Face(book) the consequences

What we write and what we don’t write, how we represent ourselves and how we don’t represent ourselves, become our community’s standards.

By Aarti Iyer

Published April 22, 2010

I was sitting at a desk in Fayerweather on the first day of classes my freshman year, still reeling from the excitement and freedoms of college, when my philosophy professor approached the lectern and informed us that God was dead. He was quoting Nietzsche, I suppose, but suddenly freedom had a new valence. I was free to do whatever I wanted, of course—whether that meant staying up all night or eating pizza for breakfast. But I was also free from any outside influence, my parents being a thousand miles away and God being, apparently, dead.

College has no predetermined moral compass: no holy book to follow (other than housing guidelines) no parental insistence of “my house, my rules.” We belong to too many communities—on residence hall floors, in classrooms, in Lerner meeting spaces, on Campo dance floors—each of them disparate, each with their own jurisdiction. No RA, professor, or even police officer can fill the void in authority.

We’re on our own to define our collective ethics and principles, to determine what is and isn’t acceptable to say and do to our roommates, our classmates, our significant others—a difficult task, to say the least, in a student body composed of thousands from radically different backgrounds. Still, we seem to have intuitively found a way to negotiate our values without resorting to ecumenical councils or grand assemblies. The site of that negotiation is Facebook (pun intended).

In 1785, philosopher Jeremy Bentham proposed a prison called the “Panopticon,” a concept revisited in the 20th century by Foucault in the popular University Writing text, “Discipline and Punish.” In the Panopticon, prisoners face a central observation tower. Unable to tell when they are being monitored and when they are not, prisoners are compelled to obey. The prison relies on the power of surveillance rather than physical lock and key as a means of control.

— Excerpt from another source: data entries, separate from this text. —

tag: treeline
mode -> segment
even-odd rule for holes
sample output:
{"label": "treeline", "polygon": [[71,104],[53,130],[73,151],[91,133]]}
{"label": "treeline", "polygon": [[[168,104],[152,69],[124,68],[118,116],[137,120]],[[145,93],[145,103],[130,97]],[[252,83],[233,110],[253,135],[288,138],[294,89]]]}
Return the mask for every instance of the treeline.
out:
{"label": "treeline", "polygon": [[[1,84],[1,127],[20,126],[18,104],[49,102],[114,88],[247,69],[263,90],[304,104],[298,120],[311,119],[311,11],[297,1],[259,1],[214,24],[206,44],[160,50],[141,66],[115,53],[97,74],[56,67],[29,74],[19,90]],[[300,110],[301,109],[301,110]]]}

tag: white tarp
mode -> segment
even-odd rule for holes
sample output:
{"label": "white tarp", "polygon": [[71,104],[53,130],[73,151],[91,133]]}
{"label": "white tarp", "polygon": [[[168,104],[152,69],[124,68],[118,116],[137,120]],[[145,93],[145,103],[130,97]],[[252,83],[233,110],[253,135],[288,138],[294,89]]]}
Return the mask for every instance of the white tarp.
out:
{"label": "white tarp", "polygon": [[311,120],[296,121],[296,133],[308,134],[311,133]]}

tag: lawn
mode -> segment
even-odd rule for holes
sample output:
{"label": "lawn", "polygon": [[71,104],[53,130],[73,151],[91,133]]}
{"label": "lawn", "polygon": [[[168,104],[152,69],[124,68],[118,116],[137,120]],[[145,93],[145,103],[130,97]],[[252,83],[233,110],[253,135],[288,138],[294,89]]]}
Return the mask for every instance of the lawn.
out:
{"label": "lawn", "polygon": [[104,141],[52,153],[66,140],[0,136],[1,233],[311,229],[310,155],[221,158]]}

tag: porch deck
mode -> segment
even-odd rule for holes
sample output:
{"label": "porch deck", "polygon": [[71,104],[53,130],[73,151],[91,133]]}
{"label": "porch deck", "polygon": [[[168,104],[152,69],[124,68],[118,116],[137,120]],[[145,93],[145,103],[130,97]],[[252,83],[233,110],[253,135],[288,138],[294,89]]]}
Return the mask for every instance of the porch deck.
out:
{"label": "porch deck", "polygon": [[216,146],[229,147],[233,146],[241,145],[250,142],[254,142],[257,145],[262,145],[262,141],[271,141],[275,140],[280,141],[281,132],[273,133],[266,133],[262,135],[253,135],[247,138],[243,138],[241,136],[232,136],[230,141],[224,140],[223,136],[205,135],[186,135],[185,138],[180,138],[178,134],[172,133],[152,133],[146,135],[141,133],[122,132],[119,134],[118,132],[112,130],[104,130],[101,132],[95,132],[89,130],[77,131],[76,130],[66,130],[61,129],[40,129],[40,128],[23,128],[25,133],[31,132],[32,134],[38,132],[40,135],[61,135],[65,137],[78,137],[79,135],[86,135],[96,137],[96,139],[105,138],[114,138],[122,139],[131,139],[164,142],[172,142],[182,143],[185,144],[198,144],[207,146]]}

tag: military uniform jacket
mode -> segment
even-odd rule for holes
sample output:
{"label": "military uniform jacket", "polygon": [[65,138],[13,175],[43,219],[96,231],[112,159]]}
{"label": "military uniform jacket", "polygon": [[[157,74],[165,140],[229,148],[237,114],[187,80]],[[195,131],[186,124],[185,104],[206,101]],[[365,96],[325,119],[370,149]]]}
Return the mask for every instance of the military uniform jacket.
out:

Facebook may not be a prison, but you consent to a similar power structure every time you log on and scroll through your news feed. The creators of those announcements have no idea whose feed they will show up on, who will notice their latest status update and who won’t. Photographs that, pre-Internet, would have simply settled in a scrapbook somewhere, are now on full display for friends and friends of friends, the subjects all properly tagged and associated. What would previously have been private phone calls become public wall posts, capable of being tracked by third parties through wall-to-walls.

The media has often maligned our generation for this exhibitionist impulse, calling it self-indulgent and attention-seeking. Perhaps, probably. But when we update our statuses, post on others’ walls, or tag ourselves in photographs, we make decisions that are no less important simply because they take place online.

We avoid updates that would offend those on our friends list, which often means avoiding certain expletives or slurs. We know that because our updates are subject to the comments of others, we have to be able to defend our opinions. We realize our wall posts are visible to all, and so choose our words carefully. We are responsible for what we write, and so we self-regulate. What we write and what we don’t write, how we represent ourselves and how we don’t represent ourselves, become our community’s standards.

Responsibility is crucial to Facebook’s ability to stimulate and enforce these social and moral standards. In stark contrast is Bwog, where anonymous posters disparage fellow students, viciously criticize their fashion choices, and engage in endless debates over which side of Broadway is smarter or better-looking—in short, comments they almost certainly wouldn’t dare publicly announce on College Walk or post on their Facebook profiles, comments they wouldn’t want associated with their real names.

Our generation is called many things, and many of them are unflattering, but I would hesitate to call people who so closely connect their words and actions to their identities “irresponsible.” My hope is that we continue to expand the boundaries of that responsibility and translate our online words and actions into real ones—that Facebook groups and status updates raising awareness for causes turn into student activism and community service, that respect for one another on Facebook walls carries over to residence halls.

Aarti Iyer is a Columbia College junior majoring in creative writing. She is the editor-in-chief of The Fed. Culture Vulture runs alternate Fridays.